I'm not sure how much sympathy these people need. One guide tells another that he "hand-holds" too much, and notes that if you can't make it up the mountain on your own you shouldn't be there at all. Why are any of these people there, anyway? In an early scene with several climbers in a tent at base camp, they all shout the cliché: "Because it's there!" And then someone asks it more seriously: "Why?" One man notes that at home he suffers from depression and here he feels cured of it. These people have issues.

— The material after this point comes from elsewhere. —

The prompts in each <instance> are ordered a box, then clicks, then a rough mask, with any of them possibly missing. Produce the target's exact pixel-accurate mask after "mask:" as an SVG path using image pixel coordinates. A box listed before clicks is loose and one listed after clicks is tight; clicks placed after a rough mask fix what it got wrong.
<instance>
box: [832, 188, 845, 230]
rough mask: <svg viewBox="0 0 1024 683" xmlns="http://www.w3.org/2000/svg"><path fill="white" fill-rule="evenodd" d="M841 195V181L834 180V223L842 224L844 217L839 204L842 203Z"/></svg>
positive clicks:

And that gets to one of the other big problems with Everest, as that scene is the closest we get to a multidimensional presentation of these characters. The story is gripping, to be sure, but it's all about the nature of survival -- who will, who won't -- and very little about who these people really are. Josh Brolin gets outfitted with a Dole-Kemp 1996 presidential campaign T-shirt, to telegraph his character's conservative Texan personality -- and nothing else about him, except that he's obsessed with climbing, like everyone in this movie. That said, the performances across the board are solid, and thus elevate what are otherwise flat characters with nothing interesting shared about them except that they are climbing Mount Everest.

So then, without getting any real chance to get to know them as individuals, climbers start dying on their way down after summiting the mountain. Easily half the movie details their ascent, and then we see easy mistakes taken by people who are exhausted due to a slew of circumstances: not just all that climbing, but the thin air, limited numbers of oxygen tanks, and in one case suddenly losing eye sight. Things get truly horrifying, and several deaths occur with muted matter-of-factness, underscoring the indifference of their surroundings. More than one character just tilts right off the mountainside, out of sight and into the wind.

Why we need to see such things in three dimensions still escapes me, and it's mystifying that the film is not playing anywhere on regular 2D screens. The 3D is done well but unnecessary; the film would be every bit as effective without it. Seeing it on a large movie screen probably makes a notable difference in the impact, but overall, in terms of storytelling, it barely falls short of being the kind of movie that demands being seen on the big screen.

Just a couple of the many crazy people who risk their lives -- for what, exactly? -- in EVEREST.